332 - Emma
We don't sleep together. I spend the night, but we only cuddle. There's no pressure on either of us to make a first move, because both of us know that's not what is the right thing to do at this moment.
Something else we've both decided on that we're done talking about my ex. We don't call him by his name anymore, we don't mention him anymore. Whenever I tell a story that involves him, all I have to do is leave a blank space in my sentence and Jesse will understand.
I don't know if it'll make it easier to forget him, and I honestly think it might only make it worse, but all I can do right now is try.
There's nothing else to do than forget him, because he doesn't love me anymore. He doesn't reach out, doesn't bother showing any sign of life. And he isn't obliged to, just like I don't have to text him, or call him.
My heart's too broken to talk to him, even though there's nothing else I'd rather do than hear his voice again, hear him say my name. Just his voice calling me by one of the many nicknames he had for me would be enough to give me enough serotonin for years, or at least that's what it feels like right now.
After a few too many glasses of wine with lonely dinner, then lonely dessert and later just lonely glasses of wine, I find myself browsing the web. I watch dumb video's, none of them interesting enough to focus on.
Until that certain one that rips my heart out but also makes it flutter again. My drunken brain takes too long to process the images in front of me, and I'm already over half a minute in until I realise it's Brie's video with the two of us.
God, we look so in love, so happy. I don't recognise the girl in the video. She seems so sure of herself, of who she is and what she wants.
And then there's Lucien. Gorgeous, confident and funny. The glances he shoots the girl who's supposed to be me in the video are heartwrenching, because I remember receiving them.
I'm already sobbing when we talk about saying I love you. The fucking audacity to tell the entire world how much he loves me, then breaking my heart a few months later.
Angrily and blinded by tears, I shut my laptop, no longer able to watch this.
I consider calling Kenna, but she needs all the rest she can get before she's having a baby in a few months, and it's already midnight.
I can't call my brother, because it will give him more reason to worry about me, and I can't really call Beth or any other woman in my life either, because they won't understand.
So I find myself dialing a number I haven't dialed in a while, not even discouraged when I find myself talking to his voicemail. Knowing him, he's either fast asleep or at some intense party. I don't even know where he is right now, so he could really be anywhere.
My voice trembles as I try and sound as cheerful as I can, hiding the drunken mess I currently am.
"Hey, Brie - Gabriel. It's me... Emma. I... I really don't know why I'm calling, and I understand if you decided not to pick up my call. I don't know if I would pick up if I were you, so... well, yeah.
I'm.. I hope you're doing okay. I know the past few weeks have been crazy, and we never really got to talk, let alone say goodbye. I mean, I know I'll still see you, sometimes, but it won't be the same. I'm sorry, Gabriel. I hope you're not mad at me, even though I would understand if you were. We... I really fucked up. I'm an absolute mess, and I hate it. I hate everything that's going on, I hate not seeing you anymore, I hate how much everything has changed in the course of a few weeks.
Kenna keeps on trying to tell me I'm not to blame, but I know I am, Brie. I just let him walk away like that, I should have... I should've done better. Been a better person, a better girlfriend, I should have been what he needed."
As I'm talking I find myself wandering, ending up on the balcony. I take a small pause between words to light a cigarette, the only thing audible being the flick of a lighter and my inhaling. "Because let's be real, he put up with all of my bullshit. My crying about Callum fucking Prittchard, trying to change him, make him a so-called better version of himself. It's all utter shit, Brie. There's no fucking changing that man, and even if there was, I wouldn't be the one doing it. I can't change him, I'm not... I can't." My cigarette dangerously dangles from my lips as my free hand wipes away the tears that have been flowing. There's even some on the actual cigarette, almost extinguishing it.

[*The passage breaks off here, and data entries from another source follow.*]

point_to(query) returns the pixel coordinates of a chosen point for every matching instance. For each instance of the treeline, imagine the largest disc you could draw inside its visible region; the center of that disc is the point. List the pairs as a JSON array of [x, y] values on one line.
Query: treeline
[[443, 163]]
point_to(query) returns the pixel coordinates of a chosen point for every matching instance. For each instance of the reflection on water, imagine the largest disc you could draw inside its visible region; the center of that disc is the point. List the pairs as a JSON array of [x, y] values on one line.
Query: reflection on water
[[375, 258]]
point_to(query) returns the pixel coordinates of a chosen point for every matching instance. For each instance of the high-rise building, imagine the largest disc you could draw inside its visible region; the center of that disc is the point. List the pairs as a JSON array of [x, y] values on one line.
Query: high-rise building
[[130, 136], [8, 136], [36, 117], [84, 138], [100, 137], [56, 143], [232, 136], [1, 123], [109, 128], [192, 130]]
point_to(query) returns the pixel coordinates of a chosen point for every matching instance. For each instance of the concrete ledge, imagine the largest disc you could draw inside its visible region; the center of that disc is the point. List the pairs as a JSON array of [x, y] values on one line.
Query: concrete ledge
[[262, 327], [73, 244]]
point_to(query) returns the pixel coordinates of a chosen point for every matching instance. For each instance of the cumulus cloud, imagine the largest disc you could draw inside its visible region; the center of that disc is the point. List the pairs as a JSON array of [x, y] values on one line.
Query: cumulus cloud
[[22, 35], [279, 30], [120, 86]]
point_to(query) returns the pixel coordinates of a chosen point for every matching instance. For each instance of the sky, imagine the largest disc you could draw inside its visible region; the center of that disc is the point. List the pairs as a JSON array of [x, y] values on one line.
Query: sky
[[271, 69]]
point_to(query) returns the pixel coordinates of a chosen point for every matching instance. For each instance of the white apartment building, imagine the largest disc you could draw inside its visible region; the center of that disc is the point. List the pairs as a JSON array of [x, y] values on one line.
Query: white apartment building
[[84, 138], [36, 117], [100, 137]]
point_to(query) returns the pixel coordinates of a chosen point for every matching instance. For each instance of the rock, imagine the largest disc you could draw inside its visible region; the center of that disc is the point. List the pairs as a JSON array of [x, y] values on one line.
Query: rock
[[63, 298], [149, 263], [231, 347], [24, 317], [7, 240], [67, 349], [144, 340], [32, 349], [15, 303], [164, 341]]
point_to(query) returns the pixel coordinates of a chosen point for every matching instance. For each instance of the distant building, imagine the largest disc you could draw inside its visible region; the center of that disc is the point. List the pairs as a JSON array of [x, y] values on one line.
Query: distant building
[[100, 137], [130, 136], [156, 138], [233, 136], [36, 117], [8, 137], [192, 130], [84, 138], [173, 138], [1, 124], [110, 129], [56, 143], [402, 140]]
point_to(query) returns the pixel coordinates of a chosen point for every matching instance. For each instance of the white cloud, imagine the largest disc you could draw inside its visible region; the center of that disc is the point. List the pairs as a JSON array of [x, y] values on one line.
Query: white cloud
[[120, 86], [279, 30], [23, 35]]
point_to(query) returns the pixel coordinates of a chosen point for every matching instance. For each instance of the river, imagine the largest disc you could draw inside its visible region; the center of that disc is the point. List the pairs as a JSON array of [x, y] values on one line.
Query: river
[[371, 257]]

"I'm trying so hard to be happy, to let him go, because I know that's what he wants. He's better off. I see all of the fucking pictures and videos, because even if I don't look for them, people will make sure to show me. And they break my heart, Brie, they do, because apparently it's this easy to forget about me. I'm just easily replacable by someone else. He didn't even need time to do it, he just found someone immediately, as if his heart didn't even fucking break. And that's what... that's what I don't get, Brie. How can he put up this entire fucking show in a damn youtube video, pretending this is all mutual and we've talked about it for ages - which let me tell you, is a right up lie, and then he goes and dry humps this fucking gorgeous girl in front of every camera, knowing people will see it? That I'll see it? How can he act like he has ever even cared about me and then pull this stunt?"